Film Lafran adalah sebuah epos kepahlawanan sosok intelektual muda Indonesia di Era Kemerdekaan yang merindukan Indonesia seutuhnya. Ia adalah sebuah jejak (trace), sebuah artefak nilai yang mengusung bangunan masa depan bangsa Indonesia melalui HMI yang ia dirikan.

Lafran, jika mengulik pada apa yang di kemudian hari disebut oleh Nurcholis Majid, adalah sosok "psychological striking force" (daya dobrak psikologis). Sosok yang mendobrak psikologi kesadaran ke-Indonesiaan kita untuk tidak saling menafikan, untuk tidak saling meniadakan, untuk tidak saling "mengkafirkan" perbedaan, untuk tidak saling mengagungkan sentimen primordial kelembagaan/keorganisasian/kepartaian, "hanya" oleh karna pebedaan syimbolik tersebut.

Lebih dari itu, sosok yang telah ditahbiskan sebagai salah satu Pahlawan Nasional oleh karna keterlibatannya bersama HMI dalam perjuangan kemerdekaan, kontribusinya bagi pembangunan SDM dan intelektualisme bangsa ini, telah melakukan pelampauan-pelampauan atas pendirian HMI yang "hanya" sekadar sebuah organisasi mahasiswa. 
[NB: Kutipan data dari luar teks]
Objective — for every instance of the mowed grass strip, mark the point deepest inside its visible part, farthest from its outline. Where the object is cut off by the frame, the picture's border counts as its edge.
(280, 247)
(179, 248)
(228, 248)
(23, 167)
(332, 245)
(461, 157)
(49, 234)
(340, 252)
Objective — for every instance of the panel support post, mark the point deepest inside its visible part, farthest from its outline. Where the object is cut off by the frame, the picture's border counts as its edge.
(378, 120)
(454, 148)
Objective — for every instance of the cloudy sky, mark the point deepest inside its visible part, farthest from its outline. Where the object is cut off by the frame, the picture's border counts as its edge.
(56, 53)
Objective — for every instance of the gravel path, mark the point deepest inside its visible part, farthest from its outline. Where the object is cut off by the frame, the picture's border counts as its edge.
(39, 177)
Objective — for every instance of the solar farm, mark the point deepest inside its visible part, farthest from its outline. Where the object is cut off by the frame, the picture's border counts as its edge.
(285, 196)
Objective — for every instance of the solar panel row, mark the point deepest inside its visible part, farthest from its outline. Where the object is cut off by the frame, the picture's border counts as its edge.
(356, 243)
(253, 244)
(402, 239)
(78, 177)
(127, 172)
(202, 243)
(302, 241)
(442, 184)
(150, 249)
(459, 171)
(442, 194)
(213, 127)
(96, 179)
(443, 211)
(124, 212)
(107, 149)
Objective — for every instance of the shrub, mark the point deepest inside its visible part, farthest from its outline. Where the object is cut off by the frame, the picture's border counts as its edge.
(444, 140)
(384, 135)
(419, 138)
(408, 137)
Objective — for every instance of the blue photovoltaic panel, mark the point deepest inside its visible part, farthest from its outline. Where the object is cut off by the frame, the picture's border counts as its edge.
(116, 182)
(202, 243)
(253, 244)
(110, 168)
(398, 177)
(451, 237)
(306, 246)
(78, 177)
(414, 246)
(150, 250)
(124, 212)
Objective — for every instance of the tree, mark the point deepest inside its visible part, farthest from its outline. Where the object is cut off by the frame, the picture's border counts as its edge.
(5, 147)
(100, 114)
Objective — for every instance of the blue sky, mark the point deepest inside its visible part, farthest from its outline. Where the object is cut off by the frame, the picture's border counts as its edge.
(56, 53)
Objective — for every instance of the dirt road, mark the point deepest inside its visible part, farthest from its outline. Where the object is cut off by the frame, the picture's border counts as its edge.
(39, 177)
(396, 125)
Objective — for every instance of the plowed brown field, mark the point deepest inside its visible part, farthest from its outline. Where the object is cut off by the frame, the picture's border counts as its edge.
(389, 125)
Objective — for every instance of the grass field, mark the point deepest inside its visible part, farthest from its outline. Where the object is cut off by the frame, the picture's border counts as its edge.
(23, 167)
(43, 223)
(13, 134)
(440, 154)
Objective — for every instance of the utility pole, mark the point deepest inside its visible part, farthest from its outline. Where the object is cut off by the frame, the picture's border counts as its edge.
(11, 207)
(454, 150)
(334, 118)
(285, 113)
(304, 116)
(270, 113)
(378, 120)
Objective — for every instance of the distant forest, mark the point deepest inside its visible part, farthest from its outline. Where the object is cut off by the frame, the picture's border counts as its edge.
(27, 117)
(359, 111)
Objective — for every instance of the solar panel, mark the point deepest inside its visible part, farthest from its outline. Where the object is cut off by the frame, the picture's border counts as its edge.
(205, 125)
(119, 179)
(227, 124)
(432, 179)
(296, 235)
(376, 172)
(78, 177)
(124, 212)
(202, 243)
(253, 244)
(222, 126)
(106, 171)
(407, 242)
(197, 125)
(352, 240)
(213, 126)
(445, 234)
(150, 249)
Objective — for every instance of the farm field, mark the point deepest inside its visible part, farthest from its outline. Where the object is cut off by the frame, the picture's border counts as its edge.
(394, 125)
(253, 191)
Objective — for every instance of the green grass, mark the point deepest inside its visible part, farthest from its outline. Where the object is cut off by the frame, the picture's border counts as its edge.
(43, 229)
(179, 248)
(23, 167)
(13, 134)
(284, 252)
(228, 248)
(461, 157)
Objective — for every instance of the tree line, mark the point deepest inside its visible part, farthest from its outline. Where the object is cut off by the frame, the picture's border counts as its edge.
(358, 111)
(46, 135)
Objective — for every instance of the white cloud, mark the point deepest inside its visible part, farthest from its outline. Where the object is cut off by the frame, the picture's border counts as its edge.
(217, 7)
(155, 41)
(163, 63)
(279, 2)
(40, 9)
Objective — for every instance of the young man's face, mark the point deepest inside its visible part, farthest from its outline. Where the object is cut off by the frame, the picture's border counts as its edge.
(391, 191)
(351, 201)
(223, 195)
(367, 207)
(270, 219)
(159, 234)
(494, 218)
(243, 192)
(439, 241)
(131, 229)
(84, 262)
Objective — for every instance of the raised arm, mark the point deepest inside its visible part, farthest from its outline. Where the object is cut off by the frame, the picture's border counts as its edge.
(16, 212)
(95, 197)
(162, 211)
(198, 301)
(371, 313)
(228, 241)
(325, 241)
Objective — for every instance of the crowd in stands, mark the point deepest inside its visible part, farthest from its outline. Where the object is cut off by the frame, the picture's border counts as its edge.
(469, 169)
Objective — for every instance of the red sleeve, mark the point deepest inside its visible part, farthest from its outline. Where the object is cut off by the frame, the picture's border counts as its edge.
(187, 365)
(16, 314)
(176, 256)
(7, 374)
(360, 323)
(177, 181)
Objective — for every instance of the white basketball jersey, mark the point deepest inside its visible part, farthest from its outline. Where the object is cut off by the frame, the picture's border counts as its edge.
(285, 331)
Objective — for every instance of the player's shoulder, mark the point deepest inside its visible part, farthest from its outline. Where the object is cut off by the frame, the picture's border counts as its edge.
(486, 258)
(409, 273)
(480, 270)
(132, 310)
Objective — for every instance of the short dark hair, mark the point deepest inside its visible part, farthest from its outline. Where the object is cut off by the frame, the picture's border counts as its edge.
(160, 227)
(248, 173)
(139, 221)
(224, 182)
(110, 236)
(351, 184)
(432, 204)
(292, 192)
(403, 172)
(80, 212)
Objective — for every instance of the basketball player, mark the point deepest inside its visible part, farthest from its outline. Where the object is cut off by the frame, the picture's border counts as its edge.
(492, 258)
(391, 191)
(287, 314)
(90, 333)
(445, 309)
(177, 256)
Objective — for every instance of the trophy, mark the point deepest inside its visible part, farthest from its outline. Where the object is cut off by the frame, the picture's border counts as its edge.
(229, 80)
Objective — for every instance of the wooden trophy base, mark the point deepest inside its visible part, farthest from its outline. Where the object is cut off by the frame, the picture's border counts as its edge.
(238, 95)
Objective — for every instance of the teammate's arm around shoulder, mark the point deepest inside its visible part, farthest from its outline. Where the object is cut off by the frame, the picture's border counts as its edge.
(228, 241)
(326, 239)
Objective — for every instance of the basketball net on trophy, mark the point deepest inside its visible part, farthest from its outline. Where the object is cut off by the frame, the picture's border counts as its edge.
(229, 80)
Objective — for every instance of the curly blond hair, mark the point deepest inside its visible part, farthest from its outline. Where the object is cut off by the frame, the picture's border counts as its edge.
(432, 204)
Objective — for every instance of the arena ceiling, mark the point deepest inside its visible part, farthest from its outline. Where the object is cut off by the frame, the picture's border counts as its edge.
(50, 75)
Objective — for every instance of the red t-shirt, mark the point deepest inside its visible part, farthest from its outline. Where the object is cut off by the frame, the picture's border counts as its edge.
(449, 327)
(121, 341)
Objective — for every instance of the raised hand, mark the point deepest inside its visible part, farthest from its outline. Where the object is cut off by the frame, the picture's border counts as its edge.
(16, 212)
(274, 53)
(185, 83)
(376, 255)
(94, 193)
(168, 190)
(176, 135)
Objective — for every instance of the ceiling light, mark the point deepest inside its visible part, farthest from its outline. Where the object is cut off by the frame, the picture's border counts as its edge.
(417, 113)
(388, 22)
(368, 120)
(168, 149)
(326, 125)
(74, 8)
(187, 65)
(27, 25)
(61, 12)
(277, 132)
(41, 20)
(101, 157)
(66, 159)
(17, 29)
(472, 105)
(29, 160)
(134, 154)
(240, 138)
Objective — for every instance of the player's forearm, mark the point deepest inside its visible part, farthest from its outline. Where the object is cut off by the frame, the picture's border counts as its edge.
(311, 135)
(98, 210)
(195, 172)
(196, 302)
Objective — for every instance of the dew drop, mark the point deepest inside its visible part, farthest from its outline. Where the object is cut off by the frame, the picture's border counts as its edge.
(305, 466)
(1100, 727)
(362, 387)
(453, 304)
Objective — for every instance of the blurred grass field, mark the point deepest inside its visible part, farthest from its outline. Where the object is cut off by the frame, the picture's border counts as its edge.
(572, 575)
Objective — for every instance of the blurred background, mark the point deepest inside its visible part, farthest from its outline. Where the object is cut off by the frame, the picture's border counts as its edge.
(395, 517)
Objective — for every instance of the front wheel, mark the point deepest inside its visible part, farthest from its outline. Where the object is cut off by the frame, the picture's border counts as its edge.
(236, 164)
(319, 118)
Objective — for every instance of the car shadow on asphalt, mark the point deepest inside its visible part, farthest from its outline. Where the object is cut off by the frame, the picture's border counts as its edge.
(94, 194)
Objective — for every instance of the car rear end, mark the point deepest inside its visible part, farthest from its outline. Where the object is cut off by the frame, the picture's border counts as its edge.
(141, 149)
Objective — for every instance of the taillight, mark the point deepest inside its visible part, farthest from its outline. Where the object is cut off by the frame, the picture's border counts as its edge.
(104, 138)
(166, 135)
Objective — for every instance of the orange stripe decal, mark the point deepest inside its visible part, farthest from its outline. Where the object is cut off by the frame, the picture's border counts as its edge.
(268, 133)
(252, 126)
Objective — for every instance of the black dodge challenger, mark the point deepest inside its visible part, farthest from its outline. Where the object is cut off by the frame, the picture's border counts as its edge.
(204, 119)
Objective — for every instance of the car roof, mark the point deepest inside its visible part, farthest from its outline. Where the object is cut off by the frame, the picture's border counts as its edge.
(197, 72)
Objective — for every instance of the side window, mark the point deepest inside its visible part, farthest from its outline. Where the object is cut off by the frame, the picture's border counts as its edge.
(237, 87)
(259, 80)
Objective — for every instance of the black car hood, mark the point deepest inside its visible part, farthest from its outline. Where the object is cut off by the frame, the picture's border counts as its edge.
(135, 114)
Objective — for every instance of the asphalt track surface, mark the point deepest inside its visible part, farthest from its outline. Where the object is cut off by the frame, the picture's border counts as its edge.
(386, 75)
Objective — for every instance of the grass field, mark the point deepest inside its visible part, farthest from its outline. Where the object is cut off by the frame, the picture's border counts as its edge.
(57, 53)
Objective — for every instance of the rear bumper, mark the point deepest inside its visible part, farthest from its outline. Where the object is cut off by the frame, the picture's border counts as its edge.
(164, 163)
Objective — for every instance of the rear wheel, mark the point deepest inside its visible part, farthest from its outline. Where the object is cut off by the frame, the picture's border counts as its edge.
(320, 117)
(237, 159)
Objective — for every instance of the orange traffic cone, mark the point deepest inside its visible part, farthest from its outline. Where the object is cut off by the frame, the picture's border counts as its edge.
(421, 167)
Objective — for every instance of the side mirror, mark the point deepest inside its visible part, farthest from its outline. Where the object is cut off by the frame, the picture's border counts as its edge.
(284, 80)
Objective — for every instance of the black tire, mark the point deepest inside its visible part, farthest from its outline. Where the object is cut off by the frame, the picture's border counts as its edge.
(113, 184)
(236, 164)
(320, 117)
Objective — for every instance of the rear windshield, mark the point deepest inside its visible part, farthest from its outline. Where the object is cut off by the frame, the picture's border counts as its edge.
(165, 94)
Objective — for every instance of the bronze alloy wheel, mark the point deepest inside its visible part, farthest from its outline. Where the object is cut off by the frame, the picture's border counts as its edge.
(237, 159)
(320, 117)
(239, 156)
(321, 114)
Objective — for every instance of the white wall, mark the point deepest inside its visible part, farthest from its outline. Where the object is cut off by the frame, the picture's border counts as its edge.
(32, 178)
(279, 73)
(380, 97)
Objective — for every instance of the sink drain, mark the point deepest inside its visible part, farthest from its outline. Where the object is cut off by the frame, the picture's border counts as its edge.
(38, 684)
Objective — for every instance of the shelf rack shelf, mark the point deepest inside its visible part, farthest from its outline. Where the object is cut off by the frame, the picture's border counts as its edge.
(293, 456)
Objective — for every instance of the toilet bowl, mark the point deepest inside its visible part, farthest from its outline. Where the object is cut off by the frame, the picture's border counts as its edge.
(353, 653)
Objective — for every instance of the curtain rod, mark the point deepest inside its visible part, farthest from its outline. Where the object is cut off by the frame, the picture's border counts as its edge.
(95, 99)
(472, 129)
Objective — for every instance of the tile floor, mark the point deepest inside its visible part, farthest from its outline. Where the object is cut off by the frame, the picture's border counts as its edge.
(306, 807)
Seperti halnya penggambaran Bennedict Anderson tentang sebuah "imagined communities", tentang sebuah komunitas yang dibayangkan sebagai satu kesatuan yang kita sebut Bangsa (Indonesia), bagi saya, Lafran Pane berada pada pendasaran ideo-epistemologi yang memiliki "telos" yang hampir --untuk tidak mengatakan kembar identik-- sama 

Lafran "menangisi" sikap puritanjsme, sentimen kelembagaan, ego sektoral kelompok-kelompok, yang justru potensial memecah belah bangsa ini di saat baru saja merdeka, ketika itu. Ia pun beranjak menjauh dengan mendekati cara ber-Indonesia melalui wadah organisasi yang ia dirikan itu.

Komitmen inilah yang kemudian memantik Jenderal Besar Revolusi Sudirman untuk menyalami semangat ke-Indonesiaan organisasi non partisan tersebut 

Lafran sudah meletakkan dasar "Ideologi" bangsa Indonesia melalui HMI. Tapi, bagi saya, ia sendiri tak pernah menginginkan HMI dalam makna an sich sebuah organisasi. Ia mendambakan Indonesia Merdeka seutuhnya yang, melampui batas-batas organisasi, menembus "kejumudan" sekat komunitas-komunitas, menjadi (telos) komunitas yang jauh lebih besar, yang kita bayangkan sebagai sebuah bangsa; Bangsa Indonesia 

Organisasi yang ia dirikan, saat ini sudah menjadi salah satu organisasi terbesar di Nusantara. Tapi kita jangan sampai melupakan semangat pendirinya untuk menjadi Indonesia seutuhnya yang menerima kebhinekaan dalam lanskap "Bineka Tunggal Ika".

Seperti halnya film pada umumnya, tanpa mengurangi substansi sejarah, plot twist perjuangan, kesedihan/kepahitan, humor-humor cerdas penuh kejutan dan haru biru percintaan sang lakon utama menjadi "efek dramatik" yang membumbui pahit-manis alur film.

Malampaui itu semua, film ini sangat layak ditonton oleh semua kalangan, khusunya mahasiswa, generasi millenial dan Gen-Z, sebagai inspirasi dan teladan untuk anak-anak kita di masa depan.

Dan, film ini sebuah terobosan film Indonesia yang tak sekedar melulu splastik tentang drama oercintaan dan cerita horor. Tapi cukup mampu mengulik kisah kepahlawanan anak bangsa kita dengan skenario yang cukup apik dan "kekinian".

Sayangnya, setelah coba meng-googling, hampir tak ada yang me-review film sebagus ini. Saya juga agak kurang bahagia, karna eksklusivisme penayangannya yang, seolah-olah, "hanya" milik HMI. Padahal ia tentang kisah anak bangsa dan kontribusinya bagi Keislaman, Keintelektualan dan Keindonesiaan. Lafran mungkin saja menangisinya. Lahu al-fatihah.